In the GFCA's most recent newsletter, the group's president David Olin recently put out a plea for more Great Falls residents to seek membership.
"I cannot help but notice that a few, a very small few, tackle the burden of vigilance. A very small few actively engage in correspondence with our county and state representatives, attend hearings and planning meetings and voice their opinion. A very small few appear to speak for the majority and in the interest of the community and its environment," wrote Olin.
SUBSEQUENTLY, THE GFCA is currently seeking new and creative ways to recruit more members.
"We've got a couple of concepts that we are putting forth here," said Herbert. "One is a mass mailing which will occur with November's newsletter... and that goes out to about 6,000 homes."
Herbert added that members recruited between now and the end of this year will receive "a little token of appreciation." His goal is to increase membership by 4-5 times its current number.

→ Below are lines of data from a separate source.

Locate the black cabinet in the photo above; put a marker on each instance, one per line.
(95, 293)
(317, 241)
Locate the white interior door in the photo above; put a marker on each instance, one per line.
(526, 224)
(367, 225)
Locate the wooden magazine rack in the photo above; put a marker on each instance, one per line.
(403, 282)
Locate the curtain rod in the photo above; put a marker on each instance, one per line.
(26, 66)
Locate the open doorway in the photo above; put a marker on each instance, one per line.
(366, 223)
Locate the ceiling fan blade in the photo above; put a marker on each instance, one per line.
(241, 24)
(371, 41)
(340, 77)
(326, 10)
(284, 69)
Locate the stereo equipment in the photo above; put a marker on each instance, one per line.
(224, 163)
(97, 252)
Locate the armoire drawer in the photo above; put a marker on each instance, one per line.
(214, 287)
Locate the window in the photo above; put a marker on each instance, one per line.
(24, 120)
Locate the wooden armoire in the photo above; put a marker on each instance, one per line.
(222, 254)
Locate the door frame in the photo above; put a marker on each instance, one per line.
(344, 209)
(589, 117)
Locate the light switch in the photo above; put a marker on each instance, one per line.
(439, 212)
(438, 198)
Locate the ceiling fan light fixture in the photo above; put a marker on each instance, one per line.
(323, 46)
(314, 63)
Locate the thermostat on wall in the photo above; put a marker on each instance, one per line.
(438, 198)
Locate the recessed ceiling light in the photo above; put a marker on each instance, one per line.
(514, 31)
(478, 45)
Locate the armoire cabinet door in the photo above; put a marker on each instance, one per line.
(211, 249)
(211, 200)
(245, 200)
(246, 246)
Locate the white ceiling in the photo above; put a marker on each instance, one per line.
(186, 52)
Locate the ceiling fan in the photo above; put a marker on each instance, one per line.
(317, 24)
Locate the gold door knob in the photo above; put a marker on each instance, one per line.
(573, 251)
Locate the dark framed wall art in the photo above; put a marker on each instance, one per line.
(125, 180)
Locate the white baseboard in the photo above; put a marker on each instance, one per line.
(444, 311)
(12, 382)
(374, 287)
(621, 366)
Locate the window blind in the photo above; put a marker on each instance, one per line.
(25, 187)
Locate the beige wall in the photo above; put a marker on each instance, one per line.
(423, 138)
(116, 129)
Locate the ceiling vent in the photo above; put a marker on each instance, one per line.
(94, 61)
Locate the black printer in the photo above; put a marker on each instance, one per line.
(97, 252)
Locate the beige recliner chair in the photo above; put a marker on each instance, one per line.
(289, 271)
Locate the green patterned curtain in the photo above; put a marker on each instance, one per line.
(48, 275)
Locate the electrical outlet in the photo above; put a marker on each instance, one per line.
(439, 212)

"I don't know how far we can go with this, but I certainly can't rest until we reach 3,000 and I don't see any reason why we shouldn't be able to do that," he said.
Herbert is particularly interested in increasing the GFCA's membership because he feels that the County does not always take their concerns seriously since it is but a small representation of the community.
"I want to get the majority of registered voters in Great Falls," said Herbert. "[The County] says 'you say you speak for Great Falls but your membership is only a little less than 700.' If we get more registered voters then we may have some voice in our future."
SPRINT NEXTEL REPRESENTATIVES also gave the company's official presentation for its proposed Distributive Antenna System along Georgetown Pike and Old Dominion Road in Great Falls and McLean. The system would require the installation of sixteen nodes in Great Falls and thirteen in McLean. The presentation sparked a number of questions and concerns, particularly in regard to whether or not good cell phone coverage is really necessary while driving on Georgetown Pike.
"For most of us, driving up and down the road in Great Falls, coverage is not very good," said Stuart Mendelsohn, a former member of the Fairfax County Board of Supervisors.
However, many other residents complained that there is no reason for people to be using their phones while driving along such a curvy road.
"I think many people in Great Falls would like to eliminate all cell phone usage along Georgetown Pike," said GFCA Transportation Committee Chair Eleanor Anderson. "I'm just interested in how you surveyed the community."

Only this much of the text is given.